An airport lightning strike forced the airport to shut down temporarily on Thursday afternoon. Flights later resumed at Baltimore-Washington International Airport.

According to NBC, an FAA employee was flipping the switch to an engine generator at BWI  is a precaution due to the severe weather at around 2:30 p.m. However the generator was hit by lightning, which shocked the worker. He was transported to a nearby shock trauma center. His condition is not known.

As a result of the strike, BWI officials shut down the airport traffic control tower. All flights were suspended to and from the airport.
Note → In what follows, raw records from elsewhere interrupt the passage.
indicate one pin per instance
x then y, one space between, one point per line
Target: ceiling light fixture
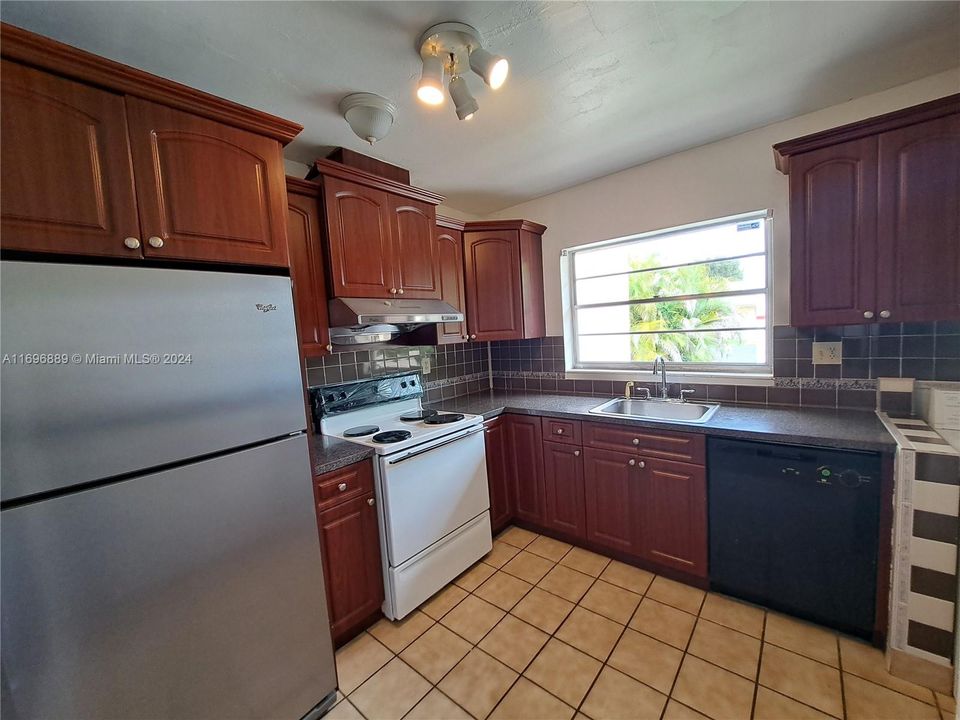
370 116
446 49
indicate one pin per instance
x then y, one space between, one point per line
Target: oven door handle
434 447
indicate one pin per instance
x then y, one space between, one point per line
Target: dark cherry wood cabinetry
504 280
350 545
153 169
305 246
875 218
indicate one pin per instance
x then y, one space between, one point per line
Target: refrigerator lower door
191 593
116 370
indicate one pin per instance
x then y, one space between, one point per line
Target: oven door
428 492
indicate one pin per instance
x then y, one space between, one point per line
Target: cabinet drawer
686 447
565 431
344 484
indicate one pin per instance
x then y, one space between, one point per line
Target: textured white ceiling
595 87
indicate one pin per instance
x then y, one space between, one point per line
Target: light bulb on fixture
464 102
492 68
430 89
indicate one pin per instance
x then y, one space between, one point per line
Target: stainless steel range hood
351 312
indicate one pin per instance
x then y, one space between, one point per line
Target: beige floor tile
869 662
437 706
802 679
663 622
810 640
478 682
391 693
359 659
435 652
396 635
543 609
518 537
585 561
501 554
526 701
627 577
684 597
611 601
592 633
474 577
472 618
615 696
727 648
566 582
443 602
774 706
503 590
869 701
514 642
548 548
647 660
734 614
564 671
528 566
713 691
678 711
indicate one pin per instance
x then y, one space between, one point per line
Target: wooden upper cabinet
918 261
67 183
206 190
504 280
875 218
305 246
416 268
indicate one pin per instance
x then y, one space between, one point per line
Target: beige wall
723 178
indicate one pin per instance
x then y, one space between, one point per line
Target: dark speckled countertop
329 453
846 429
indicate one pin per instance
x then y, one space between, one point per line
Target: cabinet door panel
564 507
416 263
494 295
351 563
833 226
610 483
67 183
919 228
526 466
209 191
450 253
498 477
358 232
673 502
307 273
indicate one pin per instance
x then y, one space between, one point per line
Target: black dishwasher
796 529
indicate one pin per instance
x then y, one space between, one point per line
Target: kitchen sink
669 410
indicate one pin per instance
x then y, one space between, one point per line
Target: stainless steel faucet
659 362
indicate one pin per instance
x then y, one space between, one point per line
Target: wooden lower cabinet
350 546
498 475
564 505
673 515
611 499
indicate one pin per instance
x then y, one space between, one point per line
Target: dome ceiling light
449 49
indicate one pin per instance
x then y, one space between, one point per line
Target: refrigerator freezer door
190 593
115 370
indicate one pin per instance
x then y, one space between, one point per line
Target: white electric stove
431 482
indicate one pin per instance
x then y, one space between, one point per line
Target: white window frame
744 374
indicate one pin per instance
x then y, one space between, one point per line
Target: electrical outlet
827 353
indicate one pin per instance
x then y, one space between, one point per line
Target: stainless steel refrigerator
160 555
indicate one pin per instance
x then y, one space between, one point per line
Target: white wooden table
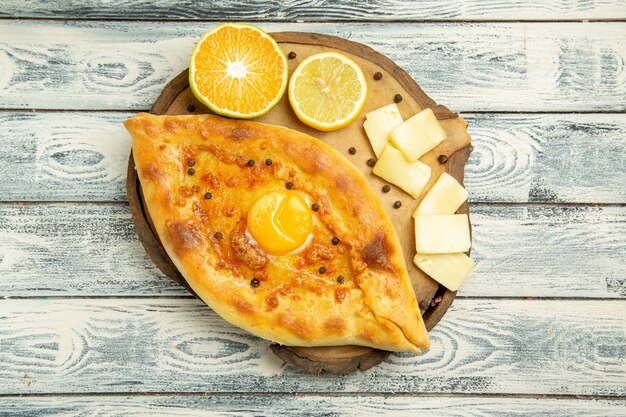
89 326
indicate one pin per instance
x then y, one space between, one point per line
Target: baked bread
276 232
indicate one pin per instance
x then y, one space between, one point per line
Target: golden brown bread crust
294 304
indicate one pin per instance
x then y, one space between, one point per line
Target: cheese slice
378 125
418 135
445 197
412 177
442 234
448 269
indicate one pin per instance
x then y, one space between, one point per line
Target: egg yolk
280 222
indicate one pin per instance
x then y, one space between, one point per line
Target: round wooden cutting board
434 299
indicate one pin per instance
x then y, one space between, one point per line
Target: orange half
238 70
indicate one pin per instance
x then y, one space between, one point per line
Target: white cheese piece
447 233
448 269
378 125
445 197
418 135
412 177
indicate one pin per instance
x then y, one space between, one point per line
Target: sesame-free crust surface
296 299
434 300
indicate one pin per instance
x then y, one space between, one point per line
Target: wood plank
518 158
549 246
305 405
468 67
138 345
380 10
547 158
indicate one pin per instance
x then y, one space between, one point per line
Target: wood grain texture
534 251
138 345
469 67
305 406
378 10
517 157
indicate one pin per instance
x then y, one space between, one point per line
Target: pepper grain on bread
362 297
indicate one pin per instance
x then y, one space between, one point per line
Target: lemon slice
237 70
327 91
Flights that were scheduled to land at BWI were forced to divert to Dulles International and other area airports. By 7:30p.m., 118 flights had been cancelled due to the lightning strike and thousands of passengers were left stranded and waiting for many hours.

Steve Sarkady of Atlanta had boarded a flight that was supposed to take off at 12:50 p.m but was running late.

"We heard a couple loud booms around the airport," said Sarkady. "It actually felt like it hit the plane."

"We didn't have any idea why it happened," Jonathan Dean, a spokesman for BWI, told the Baltimore Sun. "Usually [the towers] are pretty safe during these storms.

The major strike wasn't the only one that hit the airport. According to Baltimore-area meteorologist Justin Berk, there were five strikes that hit the BWI airfield on Thursday.

The airport started to reopen by 5 p.m., but two runways remained closed. and FAA officials said that BWI's air traffic control tower remains closed. To make up for this. A consolidated radar facility has taken over control of air traffic.

BWI wasn't the only airport impacted by the poor weather on Thursday. There were several delays at many major  airports along the East Coast.